家族信託と言うだけに、受託者は委託者の家族の誰かを選ぶことが多いようです。一番多いのは委託者の子どもが受託者になるケースでしょう。子どもが複数いるときは、委託者の近くに住んでいて、ある程度の事務処理能力があり、委託者から信頼を得ている人が最適と考えられます。受託者が委託者よりも先に死亡したときに備えて、後継受託者の定めをすることがありますが、その後継受託者には次に最適と思われる子どもを選任しておきます。
子どもがいない人は、法人を受託者にするか、金融機関で信託業務を取扱っているところを探して受託者になってもらう方法があります。法人に関しては現時点で私の知識が乏しいので省略します。金融機関については山口県では信託を扱っている金融機関は限られています。
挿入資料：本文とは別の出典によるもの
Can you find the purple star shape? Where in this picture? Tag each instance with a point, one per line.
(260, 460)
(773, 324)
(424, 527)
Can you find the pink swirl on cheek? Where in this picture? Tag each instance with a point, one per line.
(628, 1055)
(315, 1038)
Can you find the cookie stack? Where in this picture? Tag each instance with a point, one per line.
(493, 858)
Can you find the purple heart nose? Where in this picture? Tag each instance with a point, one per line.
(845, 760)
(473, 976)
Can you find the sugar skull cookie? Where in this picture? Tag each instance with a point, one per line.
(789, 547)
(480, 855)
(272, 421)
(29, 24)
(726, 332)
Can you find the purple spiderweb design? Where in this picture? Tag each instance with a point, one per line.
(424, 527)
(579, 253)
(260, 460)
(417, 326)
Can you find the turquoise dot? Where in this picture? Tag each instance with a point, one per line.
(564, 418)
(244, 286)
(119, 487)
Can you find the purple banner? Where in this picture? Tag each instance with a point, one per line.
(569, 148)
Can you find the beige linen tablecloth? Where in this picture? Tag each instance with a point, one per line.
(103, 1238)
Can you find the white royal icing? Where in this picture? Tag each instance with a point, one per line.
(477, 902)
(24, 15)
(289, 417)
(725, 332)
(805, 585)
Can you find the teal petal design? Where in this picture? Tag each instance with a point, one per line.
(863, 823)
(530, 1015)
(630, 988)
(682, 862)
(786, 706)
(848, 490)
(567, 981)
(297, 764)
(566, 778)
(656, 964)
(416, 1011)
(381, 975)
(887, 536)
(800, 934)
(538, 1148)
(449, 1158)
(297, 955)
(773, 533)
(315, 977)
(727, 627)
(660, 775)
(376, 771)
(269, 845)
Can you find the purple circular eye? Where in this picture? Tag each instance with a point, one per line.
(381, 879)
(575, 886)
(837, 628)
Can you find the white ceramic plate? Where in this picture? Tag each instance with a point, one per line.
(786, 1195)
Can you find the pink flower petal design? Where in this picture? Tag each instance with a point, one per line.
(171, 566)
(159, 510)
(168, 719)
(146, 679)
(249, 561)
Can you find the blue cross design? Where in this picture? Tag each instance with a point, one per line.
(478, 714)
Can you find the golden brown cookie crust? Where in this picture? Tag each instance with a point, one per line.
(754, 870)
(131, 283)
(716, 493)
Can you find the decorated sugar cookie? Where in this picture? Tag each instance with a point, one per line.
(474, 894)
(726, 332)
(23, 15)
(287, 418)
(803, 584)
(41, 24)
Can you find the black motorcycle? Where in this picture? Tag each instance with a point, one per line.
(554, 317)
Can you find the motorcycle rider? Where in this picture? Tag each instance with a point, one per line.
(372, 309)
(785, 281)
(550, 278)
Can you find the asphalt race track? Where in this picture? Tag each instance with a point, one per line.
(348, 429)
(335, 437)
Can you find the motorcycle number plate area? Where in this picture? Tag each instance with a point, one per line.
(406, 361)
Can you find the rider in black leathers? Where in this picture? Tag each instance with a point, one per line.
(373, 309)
今後増加の可能性はあります。付け加えると、金融機関に信託設計を依頼するときの費用は、専門職に依頼するときと比較して割高感がある場合があります。専門職でも事務所毎に報酬設定をしているので一概には言えませんが、比較的最近注目されている制度だけに強気な価格設定をしているところもあると思った方が良いでしょう。
信託契約の中では、受託者の辞任や解任について定めておくことがほとんどです。家族間での契約と言っても将来どのような事情が発生するかは分かりません。人は順番通りに死亡するとは限らない、ということを念頭に置き、どのような事態になっても信託が継続できるように後継受託者を定めることは当然必要です。また、受託者の解任については契約書の中で別段の定めをしなければ「委託者及び受託者は、いつでも、その合意により、受託者を解任することができる」という信託法が適用されます。しかしそれでは高齢に伴い判断能力が低下した委託者が一時の感情にまかせて受託者を解任したりすることができてしまい不都合が生じます。その意味でも解任については別段の定めを置くことが大切です。